How Mink, Like People, Have been Slammed by the Coronavirus

Minks, like humans, often die from infection with the virus, and no one knows why. “This is a key thing,” said Dr. Perlman. “Why do people get sick? Why do we react so differently to these viruses? “He said he had considered studying mink, but the challenges surrounding their genetic diversity and the lack of established biochemical tools to study infections in them made the prospect difficult.

Updated

Apr. 27, 2020, 6:19 am ET

Some pieces of the mink puzzle fit together easily. They live in rows of cages on mink farms in crowded conditions, like people in cities, and are in constant contact with the people who care for them. So it’s no wonder that they not only caught the virus from humans, but returned it to us.

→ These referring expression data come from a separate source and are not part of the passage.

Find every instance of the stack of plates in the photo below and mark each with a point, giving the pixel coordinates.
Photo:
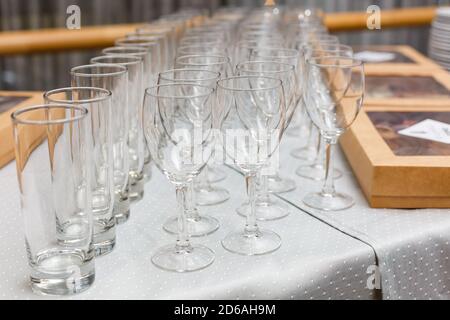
(439, 46)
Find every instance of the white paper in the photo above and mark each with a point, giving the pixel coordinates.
(429, 130)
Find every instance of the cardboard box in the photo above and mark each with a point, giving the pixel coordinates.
(394, 170)
(412, 86)
(403, 56)
(10, 102)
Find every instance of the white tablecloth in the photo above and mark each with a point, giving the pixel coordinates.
(323, 256)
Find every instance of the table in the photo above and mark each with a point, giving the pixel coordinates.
(323, 256)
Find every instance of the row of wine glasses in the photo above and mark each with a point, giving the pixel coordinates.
(188, 98)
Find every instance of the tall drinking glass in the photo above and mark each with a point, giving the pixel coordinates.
(178, 126)
(53, 146)
(98, 102)
(114, 78)
(136, 143)
(153, 52)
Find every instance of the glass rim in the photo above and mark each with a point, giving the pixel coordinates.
(226, 59)
(143, 50)
(108, 94)
(153, 28)
(338, 46)
(220, 85)
(145, 36)
(137, 60)
(16, 114)
(157, 96)
(161, 74)
(196, 46)
(294, 52)
(355, 62)
(75, 70)
(289, 67)
(140, 42)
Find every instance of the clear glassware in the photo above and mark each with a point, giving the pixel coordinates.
(268, 207)
(200, 50)
(153, 52)
(251, 117)
(316, 170)
(216, 63)
(163, 42)
(170, 33)
(198, 225)
(178, 126)
(53, 146)
(143, 53)
(98, 102)
(114, 78)
(277, 184)
(334, 95)
(136, 142)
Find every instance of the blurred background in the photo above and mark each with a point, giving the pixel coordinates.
(45, 71)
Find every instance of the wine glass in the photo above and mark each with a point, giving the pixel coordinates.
(217, 63)
(316, 170)
(334, 94)
(268, 207)
(251, 115)
(278, 184)
(198, 225)
(178, 126)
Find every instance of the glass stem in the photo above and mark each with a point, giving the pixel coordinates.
(192, 212)
(203, 180)
(251, 227)
(183, 243)
(328, 188)
(263, 192)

The mink infection and the potential danger they pose are a reminder that spill-over events are not just caused by wild animals. The cattle people, housed in a confined space, have always given humans diseases and acquired diseases from them. But it required large human settlements for epidemics and pandemics to occur.

In a 2007 article in Nature magazine, several infectious disease experts – including Jared Diamond, author of “Guns, Germs, and Steel: The Fate of Human Societies” – wrote about the causes of diseases that only occur in relatively dense human societies Spread populations. Measles, rubella and pertussis, they wrote, are examples of mass diseases that require several hundred thousand people to spread sustainably. Human groups of this size did not appear until the advent of agriculture about 11,000 years ago.

The authors listed eight diseases of temperate regions that passed from domestic animals to humans: “Diphtheria, influenza A, measles, mumps, pertussis, rotavirus, smallpox, tuberculosis”. In the tropics, more diseases came from wildlife for a variety of reasons, the authors wrote.

Diseases migrate from wild animals to farm animals and then to humans. Influenza viruses jump from wild waterfowl to domestic birds and sometimes to pigs and then to people who are in close contact with the breeding animals. As with the mink, the viruses continue to mutate in other animals.

There may even have been a previous coronavirus epidemic that came from cattle. Some scientists have speculated that one of the coronaviruses that is now causing the common cold, OC43, could be responsible for the 1889 flu epidemic that killed a million people.